2週間後に弓道の大会を控え、部活の方はより一層厳しい練習を強いられていた。


他の運動部も高総体以外の大会はたいてい秋に開催されるのでどこの部も遅くまで残って練習する日々。


心が折れそうにもなるけれど、私は団体戦のメンバーに選ばれたので、少しはチームに貢献したいと頑張って練習に取り組んでいた。


菊ちゃんは個人戦に出場する予定だ。


毎日帰りが遅いので、私たちはコンビニで買い食いして帰ることが多くなった。


「もう弓道場から三枝先輩が見れないから、やる気でないわ」


と、パンを頬張りながら菊ちゃんがぼやく。


三枝先輩が所属するサッカー部は夏休み明けの県大会で準決勝で敗けてしまい、全国大会に出場することなく3年生は引退してしまった。


私たちの弓道場の3年生も同様で、県大会の準々決勝で敗けてしまって個人戦も誰ひとり残ることが出来ず、3年生は全員引退した。

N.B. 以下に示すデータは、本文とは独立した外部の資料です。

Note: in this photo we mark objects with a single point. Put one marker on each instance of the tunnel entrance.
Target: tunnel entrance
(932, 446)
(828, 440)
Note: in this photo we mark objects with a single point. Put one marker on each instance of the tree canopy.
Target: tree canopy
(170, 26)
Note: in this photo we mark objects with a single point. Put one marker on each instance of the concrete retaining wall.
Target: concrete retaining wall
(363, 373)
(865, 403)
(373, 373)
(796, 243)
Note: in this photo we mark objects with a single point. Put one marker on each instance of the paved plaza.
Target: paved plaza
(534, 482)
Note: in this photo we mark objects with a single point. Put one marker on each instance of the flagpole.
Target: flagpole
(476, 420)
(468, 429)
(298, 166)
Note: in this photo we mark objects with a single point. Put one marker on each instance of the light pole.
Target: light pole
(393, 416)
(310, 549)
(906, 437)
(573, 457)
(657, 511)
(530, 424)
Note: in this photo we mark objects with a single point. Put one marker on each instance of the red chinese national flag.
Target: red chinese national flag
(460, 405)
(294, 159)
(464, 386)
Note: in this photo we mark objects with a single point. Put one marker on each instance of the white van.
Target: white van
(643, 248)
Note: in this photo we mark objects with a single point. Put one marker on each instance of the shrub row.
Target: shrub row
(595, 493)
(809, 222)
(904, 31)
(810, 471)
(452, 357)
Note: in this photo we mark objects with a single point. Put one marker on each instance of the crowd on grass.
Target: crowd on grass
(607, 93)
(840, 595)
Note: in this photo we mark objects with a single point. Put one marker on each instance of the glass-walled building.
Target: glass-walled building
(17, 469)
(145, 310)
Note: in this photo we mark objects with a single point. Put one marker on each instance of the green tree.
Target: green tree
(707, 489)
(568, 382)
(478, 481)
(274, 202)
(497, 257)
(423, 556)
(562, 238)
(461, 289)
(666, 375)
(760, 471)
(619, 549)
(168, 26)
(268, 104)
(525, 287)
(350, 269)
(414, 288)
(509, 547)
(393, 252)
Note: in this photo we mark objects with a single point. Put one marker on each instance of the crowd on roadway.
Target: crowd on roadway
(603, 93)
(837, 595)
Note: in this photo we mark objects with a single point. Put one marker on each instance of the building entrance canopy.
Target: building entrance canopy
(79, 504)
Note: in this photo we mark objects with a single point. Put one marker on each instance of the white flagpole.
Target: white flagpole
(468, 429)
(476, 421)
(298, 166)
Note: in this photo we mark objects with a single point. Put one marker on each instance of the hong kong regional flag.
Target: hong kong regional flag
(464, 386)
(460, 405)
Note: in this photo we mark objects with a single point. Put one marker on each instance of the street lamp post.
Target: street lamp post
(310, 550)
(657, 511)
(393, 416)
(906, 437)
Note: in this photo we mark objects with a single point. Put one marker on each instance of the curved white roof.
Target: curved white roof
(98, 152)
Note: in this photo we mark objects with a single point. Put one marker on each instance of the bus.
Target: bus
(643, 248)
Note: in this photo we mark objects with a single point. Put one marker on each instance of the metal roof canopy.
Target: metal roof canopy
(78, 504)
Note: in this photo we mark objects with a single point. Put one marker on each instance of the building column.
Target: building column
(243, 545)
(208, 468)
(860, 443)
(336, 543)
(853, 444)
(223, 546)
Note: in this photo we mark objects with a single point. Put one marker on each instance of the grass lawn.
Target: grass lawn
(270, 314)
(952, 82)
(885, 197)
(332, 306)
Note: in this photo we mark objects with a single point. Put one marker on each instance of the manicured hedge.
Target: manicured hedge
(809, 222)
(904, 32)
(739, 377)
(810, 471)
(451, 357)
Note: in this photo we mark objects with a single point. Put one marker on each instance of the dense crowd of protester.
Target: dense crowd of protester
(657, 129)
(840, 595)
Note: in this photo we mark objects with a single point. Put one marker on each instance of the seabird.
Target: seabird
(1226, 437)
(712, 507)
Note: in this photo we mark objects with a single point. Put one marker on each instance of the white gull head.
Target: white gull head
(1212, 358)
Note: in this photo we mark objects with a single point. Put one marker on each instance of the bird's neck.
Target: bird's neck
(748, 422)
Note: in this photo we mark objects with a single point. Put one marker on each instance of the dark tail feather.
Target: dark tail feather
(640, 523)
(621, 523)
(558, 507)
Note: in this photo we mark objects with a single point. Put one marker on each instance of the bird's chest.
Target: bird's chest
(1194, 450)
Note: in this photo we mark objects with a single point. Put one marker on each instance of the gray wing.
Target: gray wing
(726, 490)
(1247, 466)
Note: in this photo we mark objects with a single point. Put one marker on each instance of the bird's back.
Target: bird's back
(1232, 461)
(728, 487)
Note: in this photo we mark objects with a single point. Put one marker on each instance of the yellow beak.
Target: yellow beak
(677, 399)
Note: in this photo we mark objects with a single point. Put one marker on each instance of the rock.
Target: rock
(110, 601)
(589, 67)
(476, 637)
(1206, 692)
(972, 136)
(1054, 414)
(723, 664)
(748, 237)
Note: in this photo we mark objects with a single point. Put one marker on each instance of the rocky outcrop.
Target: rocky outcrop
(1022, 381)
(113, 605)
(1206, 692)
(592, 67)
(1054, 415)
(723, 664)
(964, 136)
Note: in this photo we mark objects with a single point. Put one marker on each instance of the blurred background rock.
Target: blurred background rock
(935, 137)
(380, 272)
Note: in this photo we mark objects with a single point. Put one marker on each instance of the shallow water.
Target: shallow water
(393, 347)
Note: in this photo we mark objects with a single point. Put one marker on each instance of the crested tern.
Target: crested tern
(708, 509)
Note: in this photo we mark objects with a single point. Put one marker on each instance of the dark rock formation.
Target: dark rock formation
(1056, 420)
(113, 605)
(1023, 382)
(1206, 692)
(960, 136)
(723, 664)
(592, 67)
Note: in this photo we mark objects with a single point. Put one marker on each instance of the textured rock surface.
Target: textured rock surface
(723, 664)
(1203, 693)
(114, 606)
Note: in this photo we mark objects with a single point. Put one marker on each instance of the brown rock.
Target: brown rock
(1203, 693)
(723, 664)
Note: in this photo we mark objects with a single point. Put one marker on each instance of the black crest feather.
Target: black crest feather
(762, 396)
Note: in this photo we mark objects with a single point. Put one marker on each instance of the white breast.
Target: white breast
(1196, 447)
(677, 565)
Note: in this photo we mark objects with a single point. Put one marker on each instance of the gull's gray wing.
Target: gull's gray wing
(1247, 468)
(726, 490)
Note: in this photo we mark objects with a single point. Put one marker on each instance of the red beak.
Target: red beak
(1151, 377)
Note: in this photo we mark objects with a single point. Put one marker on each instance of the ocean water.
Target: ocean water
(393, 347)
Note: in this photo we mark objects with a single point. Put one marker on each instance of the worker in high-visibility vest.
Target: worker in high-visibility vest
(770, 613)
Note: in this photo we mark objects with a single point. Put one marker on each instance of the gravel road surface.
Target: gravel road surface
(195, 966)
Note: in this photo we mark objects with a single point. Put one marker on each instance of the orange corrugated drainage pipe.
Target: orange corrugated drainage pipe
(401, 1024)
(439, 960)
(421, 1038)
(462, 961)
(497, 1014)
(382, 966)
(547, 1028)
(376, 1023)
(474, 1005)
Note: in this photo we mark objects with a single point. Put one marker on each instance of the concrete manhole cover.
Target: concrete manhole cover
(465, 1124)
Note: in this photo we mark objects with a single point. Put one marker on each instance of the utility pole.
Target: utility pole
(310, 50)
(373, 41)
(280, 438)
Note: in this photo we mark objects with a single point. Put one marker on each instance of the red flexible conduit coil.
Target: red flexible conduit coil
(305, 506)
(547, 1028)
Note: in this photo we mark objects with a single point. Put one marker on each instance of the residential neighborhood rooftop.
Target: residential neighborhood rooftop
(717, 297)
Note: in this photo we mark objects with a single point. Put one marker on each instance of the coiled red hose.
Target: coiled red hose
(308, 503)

頼りにしていた先輩たちがいなくなると2年生の私たちが後輩を引っ張っていかねばならず、特に副部長に任命された菊ちゃんは相当なプレッシャーがあると思う。


でも菊ちゃんはそんなのはまったく表には見せずにいつも笑顔だった。


彼女の嘆きとしては、練習中に三枝先輩を見られなくなったことの方がショックが大きいらしい。